Here’s a few of the tools we use:
Monitoring and Alerting
Our two main sources of metrics and alarms are Server Density and Amazon CloudWatch. Together they keep an eye on all of the metrics from our EC2 instances (CPU, memory, disk space, networking), as well as our load balancers (HTTP request count, response codes, latency, healthy/unhealthy instances) and databases (connection count, query rates etc.).
Along with all these metrics we have hundreds of alarms, which will trigger and alert us as soon as something doesn’t look right. If request latency is too high, or a database is running out of disk space, or we’re sending too many 5xx HTTP status codes, an alarm will trigger and we’ll know about it.
Alerts are sent to the team via PagerDuty. One team member is “on call” at any given time, and PagerDuty takes care of alerting that person via push notification, SMS or phone call depending on severity, and of escalating it to another team member if the on-call is unable to respond. We also have a dedicated Slack channel set up with the PagerDuty integration and Hubot, so anyone on the team can know when something’s up.
It’s all well and good having lots of metrics and monitoring, but if an alarm goes off and you’re not actually able to deal with the issue, it’s pretty useless. There’s plenty we can do purely from our phones to address any issues.
The AWS Mobile Console App enables us to very quickly perform simple tasks on our AWS resources. Whether that’s checking that a particular CloudWatch metric is returning to normal levels, or modifying the throughput on one of our DynamoDB tables, or rebooting a crashed database instance, or manually upscaling one of our Auto Scaling groups, all of these tasks can be accomplished in seconds from the mobile app.

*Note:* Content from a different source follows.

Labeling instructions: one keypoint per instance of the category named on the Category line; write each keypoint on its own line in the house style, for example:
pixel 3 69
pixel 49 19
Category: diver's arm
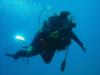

For more complex issues we can use SSH to access any of our EC2 instances to check memory usage or whether a process is stuck, and restart services or perform other maintenance as necessary. We have a VPN set up to allow us access to instances inside our Virtual Private Cloud, internal DNS which allows us to address instances without having to memorise or look up IP addresses, and Panic’s excellent Prompt app means we can do this all from our phones without having to waste valuable time grabbing a laptop and finding a WiFi connection.
Putting it all together
It takes a lot of different components and services to make all this possible, but the combination of effective monitoring, effective alerting, and the ability to respond and resolve issues quickly and effortlessly, means that when something does go wrong (because it always will), we’re able to deal with it, and get back to the party.